# How long before a bad debt is written off?



## schmallfella (6 Nov 2008)

Hi all,
This is my first time here. I have a question on behalf of my other half, he had a credit card when he was younger which went out of control and he couldn't make the payments after a while. He then lost his job and was out of work for nearly a year so couldn't afford to pay it back. He had a debt collection agency after him for a 6 month period in 2004 but seeing as he wasn't earning he couldn't sort it out and ended up breaking contact with them. He recently started getting letters and phone calls again from the same crowd about the same debt. I would have thought after all this time it would have been written off as a bad debt? Is this the case, or if not when does that happen. I used to work for one of the main banks when I started working and the period was 5 years. I'm not defending him in any way and he should pay it all back. I'm not asking a moral question here about what he should do etc... I'm merely interested in the period of time that a bad debt gets written off in. Does anyone know?


----------



## c00lcarl (6 Nov 2008)

5 years sounds about right but I dont think there is any specified time limit, it will depend on the type of loan you are trying to get - secured or unsecured, there are a few different credit rating agencies, the rules would be different for each lending organisation hence the sub prime fiasco we have seen recently where banks were lending to people with poor credit histories.

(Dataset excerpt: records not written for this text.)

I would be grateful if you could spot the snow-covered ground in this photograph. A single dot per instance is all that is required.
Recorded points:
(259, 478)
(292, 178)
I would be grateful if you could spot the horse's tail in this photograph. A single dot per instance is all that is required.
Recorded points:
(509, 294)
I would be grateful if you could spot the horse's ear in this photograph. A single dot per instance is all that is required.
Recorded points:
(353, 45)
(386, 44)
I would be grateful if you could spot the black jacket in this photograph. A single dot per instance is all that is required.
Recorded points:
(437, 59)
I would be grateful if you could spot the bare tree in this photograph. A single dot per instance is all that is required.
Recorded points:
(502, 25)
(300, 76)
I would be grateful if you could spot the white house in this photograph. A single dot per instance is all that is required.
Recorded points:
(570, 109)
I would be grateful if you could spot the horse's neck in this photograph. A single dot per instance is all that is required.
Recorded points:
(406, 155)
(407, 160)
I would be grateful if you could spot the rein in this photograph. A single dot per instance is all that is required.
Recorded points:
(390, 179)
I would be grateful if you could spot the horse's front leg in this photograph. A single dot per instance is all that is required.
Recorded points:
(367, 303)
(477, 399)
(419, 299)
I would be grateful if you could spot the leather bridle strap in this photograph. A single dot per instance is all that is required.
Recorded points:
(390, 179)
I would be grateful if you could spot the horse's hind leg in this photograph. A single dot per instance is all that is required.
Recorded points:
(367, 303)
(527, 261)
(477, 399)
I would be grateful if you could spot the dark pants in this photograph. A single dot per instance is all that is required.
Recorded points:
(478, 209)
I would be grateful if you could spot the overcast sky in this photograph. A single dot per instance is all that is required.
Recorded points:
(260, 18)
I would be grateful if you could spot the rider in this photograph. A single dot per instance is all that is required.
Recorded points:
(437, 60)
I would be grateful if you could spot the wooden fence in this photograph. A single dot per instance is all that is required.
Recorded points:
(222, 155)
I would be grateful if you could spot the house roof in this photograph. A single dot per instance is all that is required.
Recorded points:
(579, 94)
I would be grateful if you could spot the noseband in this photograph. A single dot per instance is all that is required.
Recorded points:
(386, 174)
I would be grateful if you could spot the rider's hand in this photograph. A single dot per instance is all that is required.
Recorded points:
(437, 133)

I think the best way for your friend to build up his credit rating again is to take out some small short term loans and make sure he pays them back on time

To find out your credit rating and to see if the records held are correct you can apply to the credit agency under section 4 of the data protection act


----------



## schmallfella (6 Nov 2008)

We were talking about getting a mortgage which is how this came up but going on the current climate that in itself seems like it's out of the question. Thanks for the reply, I'll go on to that web site and see what the story is.


----------



## mvron (6 Nov 2008)

Is it not the case that if the credit card company secured a judgment against him the debt would have to be paid in full before mortgage providers would agree to provide the loan?


----------



## demoivre (7 Nov 2008)

fin_Advisor1 said:


> Hi, yes usually bad debt stays on your ICB credit rating for between 3-7 years depending on the seriousness of the breach of contract. However, not all financial institutions in the country are listed on the ICB. For example, alot of credit unions (i have a list) are not listed so if you had bad debt or ICB check. in the case of student credit cards its usually 5 years.



[broken link removed] or is there another one that's not available for all to see?


----------